Русских поэтесс после Ахматовой и Цветаевой часто помещают в двумерную систему координат, оценивая, чего в них больше: ахматовской элегичности или цветаевского накала. В Наталье Аришиной от Цветаевой – практически ничего. Значит, всё от Ахматовой? Не совсем так – хотя точки пересечения есть, даже биографические: например, детство у южного моря. Представьте себе Ахматову – но не в «ложноклассической шали», а в брюках и ветровке, не слушающую «Чакону» Баха, а внимающую путаным проблемам соседки, не бездомную и беспомощную в быту, а занятую готовкой или стиркой, умеющую и любящую все это делать – устраивать быт, улаживать трудности жизни. Тогда вы примерно представите лирическую героиню этих стихов. Любовь к бедной утвари мира, к тому божественному теплу, которое заключается в супе и печке, – делает нашу поэтессу, пожалуй, больше акмеисткой, чем сама Ахматова. При этом Аришина – прежде всего художник, всегда стремящаяся не просто отразить жизнь и записать впечатление, а создать оригинальное, никогда раньше не бывшее стихотворение, сотворить вещь. ‹…›
Или вдруг виноградник причерноморских берегов окажется у нее тем садом, который «не устерегла» девушка в Песне песней. Или тетрадку робких юношеских стихов она назовет «собраньем виноватых взоров». Или вдруг заговорит сапфической строфой, а то и гекзаметром, виртуозно стилизуя не метр, а сам дух античной поэзии. Так возникает смесь сугубо современного материала с какой-то простодушной гармонией, напоминающей о домовитой музе Древней Эллады.

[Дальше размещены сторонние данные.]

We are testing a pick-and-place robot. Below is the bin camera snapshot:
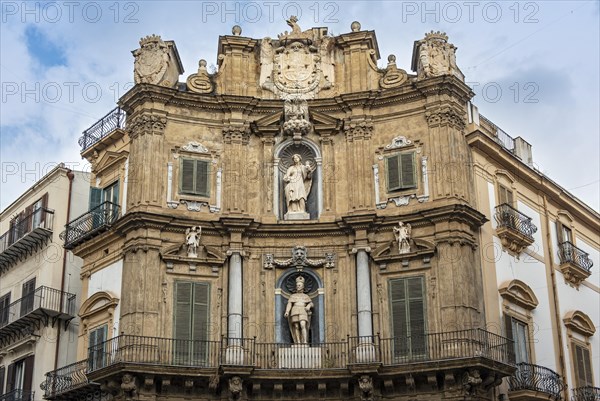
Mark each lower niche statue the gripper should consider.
[283,276,313,344]
[283,154,316,219]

Просодия Натальи Аришиной насыщает поэтическую речь и контексты невероятной силой и оказывает необыкновенное эмоциональное воздействие на читателей. Каждое стихотворение мотивировано внешними событиями и воздействиями, свободным выбором, а главное, вдохновенным созиданием непосредственно в момент написания. Значащие «царскосельские сияющие паузы» несут не меньшие смыслы, чем сами слова, и даже щемящие душу утраты в живительном гуле строф оставляют и порой возрождают надежду…
Всё в стихах Натальи Аришиной устремлено к не прикрашенной, но к прекрасной правде. Никакого украшательства. Она зачастую лишает себя такой роскошной помощницы, как рифма. Много белых стихов, а иногда и просто верлибра. Хотя этот просто верлибр – разумный верлибр, и его создание – дело более трудное, чем рифмованные стихи.
Вообще Наталья Аришина очень свободна в обращении со стихотворной ритмикой. В ее арсенале есть даже такие экзотические для русской поэзии формы, как лимерик. ‹…›
Когда я читал прозу Натальи Аришиной, то ловил себя на чувстве досады: почему этот великолепный камчатский пейзаж не оказался в стихах? Цеховая ревность… Впрочем, и в стихах пейзаж у Наташи точен, лишен красивостей и вызывает доверие, как и все, ею написанное.